ベッドに運び柚乃をヴェレーナさんから受け取る。
「……私、母親失格です。
この子に人前で能力使わせてしまった。」
人前で使ったらダメなんてどの口が言ったのか。
あのメイド達から噂にでもなったら。
「……すまない。」
バッと彼の方を見た。
「謝らないでください!私が!」
「2人とも落ち着いて下さいな。
ユノちゃん泣いちゃいますよ?」
ヴェレーナさんの言葉に
ハッとして腕の中にいる柚乃を見た。
きょとんとした顔をしてから
ニパっと笑う姿に涙が流れた。
「あらあら、お母さんの方が泣いちゃいましたね。」
優しい声が部屋に響く。
「……歴代のインチェル人の能力が
書かれた本の写しがある。
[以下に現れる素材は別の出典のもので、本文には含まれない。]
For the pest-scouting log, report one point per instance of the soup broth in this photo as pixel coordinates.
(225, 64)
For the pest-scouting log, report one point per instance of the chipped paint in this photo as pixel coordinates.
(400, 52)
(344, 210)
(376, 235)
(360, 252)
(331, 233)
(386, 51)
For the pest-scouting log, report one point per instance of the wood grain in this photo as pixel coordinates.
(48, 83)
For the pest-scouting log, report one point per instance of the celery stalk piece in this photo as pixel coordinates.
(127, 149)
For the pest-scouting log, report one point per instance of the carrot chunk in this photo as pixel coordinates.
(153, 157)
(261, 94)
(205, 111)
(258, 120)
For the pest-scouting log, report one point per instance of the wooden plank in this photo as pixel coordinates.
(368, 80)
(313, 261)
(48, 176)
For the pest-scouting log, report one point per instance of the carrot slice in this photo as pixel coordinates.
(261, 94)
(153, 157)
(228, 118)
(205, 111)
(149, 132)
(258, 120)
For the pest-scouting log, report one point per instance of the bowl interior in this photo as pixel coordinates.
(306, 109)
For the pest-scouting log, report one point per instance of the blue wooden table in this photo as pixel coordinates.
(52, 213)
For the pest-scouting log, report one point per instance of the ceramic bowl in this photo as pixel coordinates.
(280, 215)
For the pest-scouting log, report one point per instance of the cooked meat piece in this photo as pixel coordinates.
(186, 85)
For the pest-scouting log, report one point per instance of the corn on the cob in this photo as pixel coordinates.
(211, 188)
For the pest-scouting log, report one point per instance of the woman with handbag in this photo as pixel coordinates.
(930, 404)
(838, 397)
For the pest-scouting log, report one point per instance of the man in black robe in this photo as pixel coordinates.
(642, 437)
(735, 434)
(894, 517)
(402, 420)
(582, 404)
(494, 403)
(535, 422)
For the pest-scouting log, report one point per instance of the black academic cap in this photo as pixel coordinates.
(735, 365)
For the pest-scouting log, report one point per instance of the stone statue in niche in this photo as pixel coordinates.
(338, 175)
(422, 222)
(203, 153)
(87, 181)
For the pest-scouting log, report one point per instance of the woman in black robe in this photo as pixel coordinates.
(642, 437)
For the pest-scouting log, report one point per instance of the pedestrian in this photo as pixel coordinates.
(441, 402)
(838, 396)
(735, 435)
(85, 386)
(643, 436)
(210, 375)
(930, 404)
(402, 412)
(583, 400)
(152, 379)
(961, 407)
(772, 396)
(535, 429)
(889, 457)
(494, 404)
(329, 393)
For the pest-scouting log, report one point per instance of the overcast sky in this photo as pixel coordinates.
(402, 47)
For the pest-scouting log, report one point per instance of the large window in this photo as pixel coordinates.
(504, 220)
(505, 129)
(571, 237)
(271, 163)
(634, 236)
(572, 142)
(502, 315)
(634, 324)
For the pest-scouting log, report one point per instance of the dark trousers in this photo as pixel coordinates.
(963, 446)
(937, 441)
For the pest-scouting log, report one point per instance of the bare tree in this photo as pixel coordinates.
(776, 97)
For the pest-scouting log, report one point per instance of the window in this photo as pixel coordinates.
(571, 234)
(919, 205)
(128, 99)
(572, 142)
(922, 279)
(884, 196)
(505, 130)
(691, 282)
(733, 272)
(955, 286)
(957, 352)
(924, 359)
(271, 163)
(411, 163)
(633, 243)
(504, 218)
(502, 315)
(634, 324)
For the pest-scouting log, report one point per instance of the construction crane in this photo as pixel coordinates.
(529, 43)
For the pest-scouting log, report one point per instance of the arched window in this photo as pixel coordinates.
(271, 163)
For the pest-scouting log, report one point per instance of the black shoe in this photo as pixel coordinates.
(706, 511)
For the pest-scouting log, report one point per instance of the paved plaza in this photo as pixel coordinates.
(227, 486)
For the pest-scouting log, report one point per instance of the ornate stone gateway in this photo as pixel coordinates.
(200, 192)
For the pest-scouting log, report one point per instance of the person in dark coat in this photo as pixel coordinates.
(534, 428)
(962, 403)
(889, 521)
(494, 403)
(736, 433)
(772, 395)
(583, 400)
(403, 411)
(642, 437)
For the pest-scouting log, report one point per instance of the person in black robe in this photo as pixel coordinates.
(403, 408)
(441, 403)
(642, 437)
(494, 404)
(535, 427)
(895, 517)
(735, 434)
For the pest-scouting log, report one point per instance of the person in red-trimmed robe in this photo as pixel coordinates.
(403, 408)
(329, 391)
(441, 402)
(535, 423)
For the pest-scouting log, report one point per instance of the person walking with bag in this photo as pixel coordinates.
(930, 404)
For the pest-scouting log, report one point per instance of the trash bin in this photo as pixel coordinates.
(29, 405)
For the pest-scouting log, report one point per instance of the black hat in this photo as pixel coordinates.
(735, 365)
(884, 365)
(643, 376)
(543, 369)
」
フッと私は顔を上げた。
ダリオさんがハンカチを差し出してくれたから
遠慮なく涙を拭いた。
「……ありがとうございます。
それで、その本は?」
彼は首を振る。
「……実は貸出不可の図書に指定されているんだ。
読むには王の許可が要る。
本物は宝物庫でインチェル人が
来た時だけ出され書き記すと戻される。
能力が開花しなかった場合は
宝物庫から動くことは無い。」
マジでこの国終わってる……。
「メイド達が私達は異物で不幸を呼ぶ者だと。」
「この国ではインチェル人は戦争の火種だからな。」
ヴェレーナさんから聞いたやつか……。
「そんなの国王のせいであって私達は関係ないのに。」
「……国民達はインチェル人が隣国を贔屓したせいだと思っているんだ。」
「……印象操作ですか。」
「君達の国ではそういうのか?」
「えぇ。」
なるほど、よくある手だけどムカつく。